Today, the Euro is trading sideways against the US Dollar (EUR/USD) and is settling near the 1.083 level.
However, the euro was able to consolidate and rebound after yesterday reaching its lowest level against the British pound (EUR/GBP) since last August, reaching the level of 0.85474 at the peak of today’s rises.
The stability of the euro today comes with a combination of mixed data on the performance of the Eurozone, in addition to the markets’ anticipation of the outcomes of the FOMC meeting, which we will witness tomorrow.
The euro’s gains against the pound sterling also come as the mixed performance figures for the Eurozone coincide with weak data for the mortgage market in England.
Today we witnessed a series of GDP figures in the Eurozone, which varied between weak performance in each of the region’s largest economies, Germany and France, and faster-than-expected growth in Spain and Italy.
The beginning was today with France, which, as expected, did not record any change in its economy during the fourth quarter of the previous year compared to the third quarter of the same year, but growth was higher by 0.7% compared to the fourth quarter of the year 2022.
As for the year 2023 As a whole, the gross domestic product grew by 0.9% compared to what it was in 2022, which in turn recorded a growth of 2.5%.
In detail, production from manufacturing was able to recover and achieve growth of a small percentage of 0.1% during the last quarter after a contraction of 0.2% in the previous quarter, supported by the increase in production from modes of transportation.
While production of services was stable without change after recording a slight growth of 0.1% in the third quarter. While production in the construction sector continued to contract rapidly by 0.7%, up from a previous contraction of 0.3% in the third quarter.
As for the most important activity in the economy, consumption, consumer spending growth shrank, in line with expectations, to 0.3% last December from 0.6% in November. However, it decreased by 0.6% in the fourth quarter compared to the third quarter, which recorded a growth of 0.6%.
While this growth in consumer spending in the last month of the year was supported by increased spending on energy and manufactured goods, in exchange for a decrease in spending on food. Spending on durable goods also continued to grow in December, supported by car purchases, in contrast to a decline in household consumption.
What was noticeable today was the faster-than-expected growth of the Spanish GDP, by 2% in the fourth quarter of last year compared to the corresponding quarter of the previous year and 0.6% compared to the third quarter of the same year. The economy also recorded growth of 2.5% in the whole year 2023. Not only that, inflation growth accelerated more than expected to 3.4% in December on an annual basis and 0.1% on a monthly basis.
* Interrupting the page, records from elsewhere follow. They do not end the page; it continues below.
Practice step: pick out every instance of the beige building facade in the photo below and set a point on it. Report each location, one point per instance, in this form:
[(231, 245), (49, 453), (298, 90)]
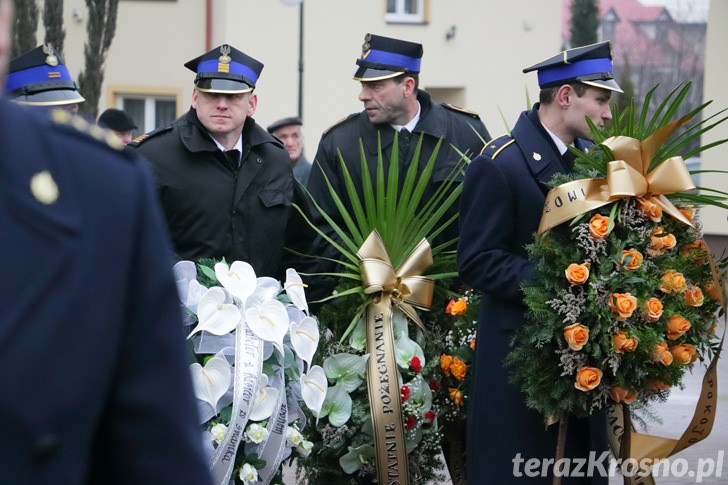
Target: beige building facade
[(474, 51)]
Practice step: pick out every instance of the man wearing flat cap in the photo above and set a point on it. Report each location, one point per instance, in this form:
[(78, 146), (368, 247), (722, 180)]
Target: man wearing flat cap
[(290, 132), (225, 183), (39, 77), (388, 70), (119, 123), (503, 196)]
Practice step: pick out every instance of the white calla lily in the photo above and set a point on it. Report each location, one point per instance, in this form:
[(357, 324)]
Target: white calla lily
[(305, 338), (337, 406), (212, 381), (295, 289), (314, 386), (214, 315), (238, 278), (265, 400), (269, 321)]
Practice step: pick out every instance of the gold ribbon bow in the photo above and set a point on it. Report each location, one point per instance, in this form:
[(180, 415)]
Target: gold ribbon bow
[(407, 289), (627, 176)]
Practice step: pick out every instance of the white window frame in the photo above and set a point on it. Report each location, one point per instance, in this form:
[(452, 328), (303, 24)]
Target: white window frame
[(399, 15)]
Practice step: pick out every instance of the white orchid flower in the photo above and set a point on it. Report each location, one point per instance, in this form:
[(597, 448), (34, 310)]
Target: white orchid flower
[(305, 338), (313, 388), (269, 321), (212, 381), (256, 433), (346, 369), (295, 289), (356, 457), (214, 315), (337, 406), (406, 348), (239, 279), (265, 400)]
The Italian economy recorded a better-than-expected performance during the last quarter, with growth of 0.5% in the fourth quarter on an annual basis and 0.2% compared to the third quarter.
In Germany, as was expected, the gross domestic product contracted by 0.3% in the fourth quarter compared to what it was in the third quarter, which is faster and faster than the fourth quarter of the year 2022. Compared to the corresponding quarter of the year 2022, the economy slowed down. It decreased to 0.2% after recording the worst performance in more than two years in the third quarter with a contraction of 0.4%. As for the entire year 2023, the German economy contracted by 0.3% in 2023.
As for the Eurozone as a whole, the region’s economy grew slightly, albeit unexpectedly, by 0.1% during the fourth quarter on an annual basis, while no growth was recorded compared to the third quarter of the year 2023, which as a whole recorded a growth of 0.5% compared to The year is 2022.
Today’s figures as a whole confirm the fragility of the Eurozone economy that it was during the year 2023, and the PMI figures for the first month of the new year that we witnessed last week suggest that the restoration of growth may not seem imminent in light of the generally weak demand.
On the other hand, we still see a better-than-expected performance of the US economy in many of its sectors due to the strength of the labor market. With these combined, Eurozone may be the fastest in the race to cut interest rates this year in light of the clear disparity in economic performance across the Atlantic, but the upside risks to inflation may chart a completely different path.